Doing this right thing promotes food security. The U.S. Department of Agriculture states: “To put the demand of food into perspective, we are going to have to double our production between now and 2050.”
Consider replacing military revenues with agricultural economics, allocating Department of Defense funding for food security. Hawaii’s ideal conditions make it a logical choice for growing food.
The majority of Hawaii’s agricultural land is controlled by a few entities, making the procurement process easier.
Violating fundamental principles of democracy, the 1993 “Apology” Public Law 103-150 admits guilt regarding Hawaii’s lands without providing restitution or compensation.
Using military funds to procure agriculture land and restore Hawaii’s farming communities is a step in the right direction.
Plantation closures and fallow land afford perfect opportunities for defense dollars spent on food security while making some amends.
With today’s technology, Hawaii’s excessive military is unnecessary. Transition the military housing for agricultural employees.
Modify facilities for food processing and distribution.
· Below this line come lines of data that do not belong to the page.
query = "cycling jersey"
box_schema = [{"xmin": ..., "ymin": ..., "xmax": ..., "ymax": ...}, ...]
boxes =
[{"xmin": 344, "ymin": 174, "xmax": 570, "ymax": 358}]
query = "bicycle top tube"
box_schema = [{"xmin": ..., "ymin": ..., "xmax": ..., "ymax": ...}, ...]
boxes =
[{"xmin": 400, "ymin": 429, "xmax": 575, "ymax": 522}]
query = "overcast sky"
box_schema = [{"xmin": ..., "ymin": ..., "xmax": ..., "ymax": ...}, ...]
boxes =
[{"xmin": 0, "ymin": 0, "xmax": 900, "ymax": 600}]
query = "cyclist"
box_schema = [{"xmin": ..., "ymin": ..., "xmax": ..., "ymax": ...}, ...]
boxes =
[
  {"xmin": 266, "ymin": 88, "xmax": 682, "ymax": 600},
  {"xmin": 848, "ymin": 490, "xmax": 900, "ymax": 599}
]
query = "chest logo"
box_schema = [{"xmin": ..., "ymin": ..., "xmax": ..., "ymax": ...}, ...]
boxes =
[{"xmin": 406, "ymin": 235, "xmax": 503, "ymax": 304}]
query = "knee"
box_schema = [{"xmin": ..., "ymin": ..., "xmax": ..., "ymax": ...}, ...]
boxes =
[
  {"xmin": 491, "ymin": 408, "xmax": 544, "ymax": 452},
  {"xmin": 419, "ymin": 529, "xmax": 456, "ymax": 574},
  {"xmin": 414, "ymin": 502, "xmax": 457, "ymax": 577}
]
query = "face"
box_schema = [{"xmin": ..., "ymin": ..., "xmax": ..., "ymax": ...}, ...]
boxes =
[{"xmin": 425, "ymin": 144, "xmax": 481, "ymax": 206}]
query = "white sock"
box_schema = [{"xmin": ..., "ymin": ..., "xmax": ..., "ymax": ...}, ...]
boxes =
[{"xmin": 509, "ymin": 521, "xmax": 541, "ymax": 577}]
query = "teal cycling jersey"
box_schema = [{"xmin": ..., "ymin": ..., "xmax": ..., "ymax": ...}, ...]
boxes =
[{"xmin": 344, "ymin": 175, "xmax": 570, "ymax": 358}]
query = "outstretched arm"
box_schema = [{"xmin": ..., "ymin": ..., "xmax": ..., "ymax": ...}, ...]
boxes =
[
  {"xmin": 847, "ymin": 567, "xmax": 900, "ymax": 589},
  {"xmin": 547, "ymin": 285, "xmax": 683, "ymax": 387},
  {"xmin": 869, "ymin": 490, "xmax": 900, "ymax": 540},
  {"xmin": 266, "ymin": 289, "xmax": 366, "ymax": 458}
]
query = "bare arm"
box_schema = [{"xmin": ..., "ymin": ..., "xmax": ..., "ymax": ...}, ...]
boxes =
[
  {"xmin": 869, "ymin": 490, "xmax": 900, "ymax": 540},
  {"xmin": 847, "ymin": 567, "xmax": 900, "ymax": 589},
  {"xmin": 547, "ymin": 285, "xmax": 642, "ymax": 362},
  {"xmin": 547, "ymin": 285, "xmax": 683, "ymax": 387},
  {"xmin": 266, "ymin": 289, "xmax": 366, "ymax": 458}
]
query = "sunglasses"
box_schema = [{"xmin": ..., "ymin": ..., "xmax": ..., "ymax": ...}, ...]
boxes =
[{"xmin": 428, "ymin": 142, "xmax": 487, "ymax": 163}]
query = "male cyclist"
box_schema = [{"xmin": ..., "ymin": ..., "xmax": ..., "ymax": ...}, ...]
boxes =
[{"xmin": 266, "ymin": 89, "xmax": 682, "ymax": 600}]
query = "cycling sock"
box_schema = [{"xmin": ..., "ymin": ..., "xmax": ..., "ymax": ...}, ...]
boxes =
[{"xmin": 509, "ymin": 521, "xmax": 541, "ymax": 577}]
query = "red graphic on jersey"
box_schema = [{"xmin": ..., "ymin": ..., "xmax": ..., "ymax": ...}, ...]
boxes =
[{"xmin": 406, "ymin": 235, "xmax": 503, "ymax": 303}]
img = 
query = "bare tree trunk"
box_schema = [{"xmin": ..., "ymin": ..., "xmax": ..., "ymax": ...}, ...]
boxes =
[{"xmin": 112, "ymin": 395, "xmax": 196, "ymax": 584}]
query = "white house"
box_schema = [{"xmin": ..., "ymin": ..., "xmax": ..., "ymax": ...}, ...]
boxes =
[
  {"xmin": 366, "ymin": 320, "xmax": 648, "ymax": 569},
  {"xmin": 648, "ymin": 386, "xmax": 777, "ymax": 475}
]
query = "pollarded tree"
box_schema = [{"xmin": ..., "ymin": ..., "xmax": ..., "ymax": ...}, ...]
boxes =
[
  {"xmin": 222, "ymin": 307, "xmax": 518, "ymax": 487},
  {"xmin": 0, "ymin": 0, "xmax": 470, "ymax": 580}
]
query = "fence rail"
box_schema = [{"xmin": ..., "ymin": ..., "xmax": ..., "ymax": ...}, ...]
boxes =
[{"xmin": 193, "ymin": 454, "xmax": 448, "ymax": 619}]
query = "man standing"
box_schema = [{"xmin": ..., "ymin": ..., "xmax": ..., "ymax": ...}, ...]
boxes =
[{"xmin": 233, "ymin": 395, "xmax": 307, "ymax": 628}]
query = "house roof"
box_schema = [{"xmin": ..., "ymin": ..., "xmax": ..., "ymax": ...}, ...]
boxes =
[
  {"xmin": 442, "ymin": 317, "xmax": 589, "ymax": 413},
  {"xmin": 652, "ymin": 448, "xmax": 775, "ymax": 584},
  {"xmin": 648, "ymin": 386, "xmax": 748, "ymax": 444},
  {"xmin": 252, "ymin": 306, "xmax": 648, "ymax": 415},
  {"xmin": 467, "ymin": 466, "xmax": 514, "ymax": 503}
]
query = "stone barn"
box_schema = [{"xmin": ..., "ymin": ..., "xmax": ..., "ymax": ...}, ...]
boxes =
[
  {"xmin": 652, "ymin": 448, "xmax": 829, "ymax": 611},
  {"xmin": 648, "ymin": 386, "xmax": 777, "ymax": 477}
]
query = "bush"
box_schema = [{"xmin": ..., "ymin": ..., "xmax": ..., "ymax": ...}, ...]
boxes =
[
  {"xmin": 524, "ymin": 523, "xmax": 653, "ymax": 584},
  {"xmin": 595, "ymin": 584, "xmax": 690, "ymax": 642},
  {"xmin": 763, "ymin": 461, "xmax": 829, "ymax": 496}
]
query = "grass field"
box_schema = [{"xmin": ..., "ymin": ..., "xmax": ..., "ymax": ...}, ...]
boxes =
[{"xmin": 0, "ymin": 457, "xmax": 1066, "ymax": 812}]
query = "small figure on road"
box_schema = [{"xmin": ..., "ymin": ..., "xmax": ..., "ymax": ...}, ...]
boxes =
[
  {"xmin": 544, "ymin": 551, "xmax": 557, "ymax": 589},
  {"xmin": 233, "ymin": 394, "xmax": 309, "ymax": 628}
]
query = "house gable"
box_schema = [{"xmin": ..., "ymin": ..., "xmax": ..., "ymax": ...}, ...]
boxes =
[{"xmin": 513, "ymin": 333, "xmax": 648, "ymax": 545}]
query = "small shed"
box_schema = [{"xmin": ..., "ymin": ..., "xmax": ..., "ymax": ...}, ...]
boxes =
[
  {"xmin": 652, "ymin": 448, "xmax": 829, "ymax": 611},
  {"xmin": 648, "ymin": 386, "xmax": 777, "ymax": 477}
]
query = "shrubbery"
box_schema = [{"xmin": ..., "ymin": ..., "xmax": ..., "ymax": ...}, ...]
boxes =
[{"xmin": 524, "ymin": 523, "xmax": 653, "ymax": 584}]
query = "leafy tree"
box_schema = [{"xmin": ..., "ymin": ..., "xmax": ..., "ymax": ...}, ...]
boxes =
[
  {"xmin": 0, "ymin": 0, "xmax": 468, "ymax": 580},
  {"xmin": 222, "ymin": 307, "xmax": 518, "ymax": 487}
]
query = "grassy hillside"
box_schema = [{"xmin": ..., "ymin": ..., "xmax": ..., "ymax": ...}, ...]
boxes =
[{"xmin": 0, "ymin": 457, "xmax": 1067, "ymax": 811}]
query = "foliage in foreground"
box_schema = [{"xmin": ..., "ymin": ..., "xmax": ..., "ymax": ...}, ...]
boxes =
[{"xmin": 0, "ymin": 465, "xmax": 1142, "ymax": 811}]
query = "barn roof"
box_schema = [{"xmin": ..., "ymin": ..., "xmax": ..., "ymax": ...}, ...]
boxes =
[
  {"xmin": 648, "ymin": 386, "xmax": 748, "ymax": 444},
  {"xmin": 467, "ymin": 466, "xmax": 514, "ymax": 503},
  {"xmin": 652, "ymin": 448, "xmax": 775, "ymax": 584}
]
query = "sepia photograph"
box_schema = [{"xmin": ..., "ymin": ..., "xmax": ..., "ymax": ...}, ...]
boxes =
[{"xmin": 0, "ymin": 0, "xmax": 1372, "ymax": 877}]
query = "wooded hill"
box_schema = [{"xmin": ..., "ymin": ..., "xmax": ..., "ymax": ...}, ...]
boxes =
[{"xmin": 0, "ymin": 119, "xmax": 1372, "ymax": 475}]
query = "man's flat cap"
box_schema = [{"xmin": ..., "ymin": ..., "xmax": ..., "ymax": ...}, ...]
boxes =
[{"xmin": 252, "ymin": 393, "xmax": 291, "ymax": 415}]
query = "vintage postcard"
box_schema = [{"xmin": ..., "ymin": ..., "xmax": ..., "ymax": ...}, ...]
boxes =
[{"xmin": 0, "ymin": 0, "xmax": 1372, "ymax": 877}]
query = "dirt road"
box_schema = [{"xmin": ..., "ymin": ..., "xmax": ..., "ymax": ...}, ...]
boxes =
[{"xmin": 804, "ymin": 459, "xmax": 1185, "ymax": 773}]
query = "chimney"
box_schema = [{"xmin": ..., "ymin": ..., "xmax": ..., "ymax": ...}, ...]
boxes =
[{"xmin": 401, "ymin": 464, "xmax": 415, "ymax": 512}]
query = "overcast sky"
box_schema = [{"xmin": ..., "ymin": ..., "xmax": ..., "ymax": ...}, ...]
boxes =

Transform welfare recipients into a taxpaying workforce. Displaced loved ones could return to live and work in Hawaii.
Investing in a stable environment with appropriate infrastructure and reliable workforce encourages private enterprises.
Food security and doing justice is within our purview.
Bible prophets Micah and Isaiah inspired the Russian statue gifted to the United Nations. “Let Us Beat Swords into Plowshares” can come to fruition.